Turismo da vacina: é ético viajar para se vacinar em outro país?

Só os vacinados: Comissão Europeia pode voltar a receber americanos em meados deste ano | Foto de Frauke Riether/Pixabay

Imunização irregular contra a covid-19 é novo aspecto da desigualdade entre países desenvolvidos e em desenvolvimento

Por Carla Lencastre | ODS 10 • Publicada em 29 de abril de 2021 - 10:11 • Atualizada em 26 de maio de 2021 - 09:48

Só os vacinados: Comissão Europeia pode voltar a receber americanos em meados deste ano | Foto de Frauke Riether/Pixabay

Os Estados Unidos estão vacinando jovens de 16 anos contra a covid-19. Já no Brasil o calendário de imunização avança a passos vagarosos e ainda está em torno de pessoas de 60 anos e grupos prioritários. Paralelamente, começam a surgir relatos de brasileiros, e de moradores de outros países da América Latina, viajando para fazer turismo da vacina nos EUA, depois de cumprir quarentena de 14 dias no México. Enquanto isso, a ideia de passaportes para vacinados ganha força nos países desenvolvidos.

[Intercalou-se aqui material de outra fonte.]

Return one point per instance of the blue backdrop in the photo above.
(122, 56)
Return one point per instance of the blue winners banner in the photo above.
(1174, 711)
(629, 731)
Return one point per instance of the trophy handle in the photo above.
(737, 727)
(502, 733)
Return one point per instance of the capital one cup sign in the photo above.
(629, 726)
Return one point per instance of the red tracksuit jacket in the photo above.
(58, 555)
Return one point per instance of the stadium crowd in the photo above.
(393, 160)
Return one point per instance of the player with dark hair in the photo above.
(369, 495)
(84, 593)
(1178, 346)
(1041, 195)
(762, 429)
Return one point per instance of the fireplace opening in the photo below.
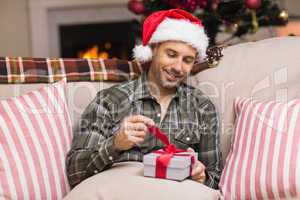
(103, 40)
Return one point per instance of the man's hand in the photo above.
(132, 131)
(198, 171)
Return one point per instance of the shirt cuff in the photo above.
(108, 152)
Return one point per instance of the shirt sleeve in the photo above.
(209, 151)
(92, 148)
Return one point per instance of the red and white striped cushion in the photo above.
(35, 135)
(264, 161)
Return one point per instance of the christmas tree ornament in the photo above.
(253, 4)
(136, 6)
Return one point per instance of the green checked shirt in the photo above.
(191, 121)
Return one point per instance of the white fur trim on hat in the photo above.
(142, 53)
(177, 30)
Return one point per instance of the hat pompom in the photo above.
(142, 53)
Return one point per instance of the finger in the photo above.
(141, 134)
(199, 176)
(190, 149)
(141, 118)
(136, 126)
(197, 169)
(136, 140)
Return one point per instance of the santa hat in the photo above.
(174, 24)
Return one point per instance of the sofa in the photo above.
(263, 70)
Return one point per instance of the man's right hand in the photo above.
(132, 131)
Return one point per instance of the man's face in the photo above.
(172, 62)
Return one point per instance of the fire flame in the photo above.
(93, 53)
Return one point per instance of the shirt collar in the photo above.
(142, 90)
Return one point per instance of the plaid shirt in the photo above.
(191, 121)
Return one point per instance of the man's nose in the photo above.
(178, 65)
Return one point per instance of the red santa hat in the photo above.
(175, 25)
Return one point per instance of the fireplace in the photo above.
(97, 40)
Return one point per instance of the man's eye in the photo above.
(171, 54)
(189, 60)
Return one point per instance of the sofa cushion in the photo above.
(125, 181)
(35, 135)
(264, 70)
(264, 161)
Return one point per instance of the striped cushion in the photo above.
(35, 135)
(264, 161)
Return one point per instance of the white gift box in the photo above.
(178, 169)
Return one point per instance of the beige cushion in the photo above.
(126, 181)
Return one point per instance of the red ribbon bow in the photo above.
(162, 161)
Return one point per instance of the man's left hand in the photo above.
(198, 170)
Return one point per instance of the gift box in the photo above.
(179, 166)
(168, 162)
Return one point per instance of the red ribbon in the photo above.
(166, 153)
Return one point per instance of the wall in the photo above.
(14, 28)
(15, 31)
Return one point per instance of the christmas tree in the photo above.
(239, 17)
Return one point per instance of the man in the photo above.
(114, 126)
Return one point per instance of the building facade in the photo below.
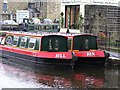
(8, 9)
(99, 16)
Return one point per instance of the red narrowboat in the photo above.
(46, 48)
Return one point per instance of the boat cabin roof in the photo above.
(40, 34)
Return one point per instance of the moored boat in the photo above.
(56, 48)
(85, 48)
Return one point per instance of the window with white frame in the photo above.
(31, 43)
(23, 42)
(15, 40)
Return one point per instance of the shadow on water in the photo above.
(82, 77)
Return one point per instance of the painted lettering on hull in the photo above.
(90, 54)
(60, 56)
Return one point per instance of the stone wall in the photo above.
(53, 10)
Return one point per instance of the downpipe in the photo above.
(74, 59)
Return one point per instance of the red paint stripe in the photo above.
(96, 53)
(41, 54)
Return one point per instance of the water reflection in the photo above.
(83, 77)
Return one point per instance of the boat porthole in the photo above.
(9, 40)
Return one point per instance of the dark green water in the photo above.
(17, 76)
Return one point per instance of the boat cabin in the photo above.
(41, 42)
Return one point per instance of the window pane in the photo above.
(32, 42)
(23, 42)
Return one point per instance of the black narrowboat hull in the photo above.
(31, 61)
(90, 61)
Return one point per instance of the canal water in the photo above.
(17, 76)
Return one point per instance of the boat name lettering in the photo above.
(90, 54)
(60, 56)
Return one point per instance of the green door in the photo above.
(54, 43)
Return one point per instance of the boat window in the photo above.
(9, 40)
(15, 40)
(84, 42)
(1, 39)
(54, 43)
(23, 42)
(69, 43)
(31, 43)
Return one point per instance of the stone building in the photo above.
(8, 9)
(49, 9)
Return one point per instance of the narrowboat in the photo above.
(85, 48)
(55, 48)
(31, 48)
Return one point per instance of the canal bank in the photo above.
(114, 59)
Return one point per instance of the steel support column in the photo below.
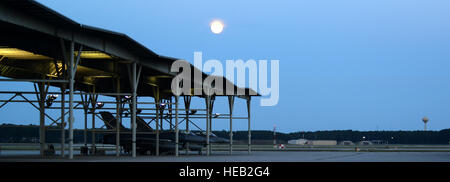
(133, 109)
(118, 117)
(176, 124)
(249, 129)
(231, 104)
(63, 124)
(207, 99)
(71, 84)
(187, 104)
(157, 108)
(41, 98)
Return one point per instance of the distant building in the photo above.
(346, 143)
(321, 142)
(298, 141)
(365, 143)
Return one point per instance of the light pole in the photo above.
(425, 121)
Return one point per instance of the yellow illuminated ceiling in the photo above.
(93, 55)
(14, 53)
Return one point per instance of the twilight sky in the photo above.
(348, 64)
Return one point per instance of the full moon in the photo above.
(216, 26)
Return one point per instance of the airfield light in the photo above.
(99, 105)
(192, 112)
(425, 121)
(50, 99)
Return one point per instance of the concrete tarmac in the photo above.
(256, 156)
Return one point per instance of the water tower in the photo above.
(425, 121)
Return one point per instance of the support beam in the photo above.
(118, 117)
(134, 80)
(207, 99)
(157, 107)
(63, 123)
(176, 125)
(85, 110)
(41, 98)
(93, 97)
(71, 89)
(231, 104)
(249, 129)
(187, 104)
(211, 108)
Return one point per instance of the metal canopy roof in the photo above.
(37, 31)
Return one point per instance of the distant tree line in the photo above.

No final de abril, a Comissão Europeia anunciou que pretende receber americanos imunizados a partir de meados do ano, no verão do Hemisfério Norte. Cenário inimaginável há apenas algumas semanas, e que só será possível por causa da vacinação em massa nos EUA. Países em diferentes continentes, inclusive na Europa, aceitam desde já, sem necessidade de quarentena ou teste, vacinados de determinados lugares. Com a União Europeia perto de fechar um acordo com a Pfizer para compra de 1,8 bilhão de doses até 2023, no mês de abril ficou cada vez mais claro que falar de vacina contra covid-19 é também falar de desigualdade.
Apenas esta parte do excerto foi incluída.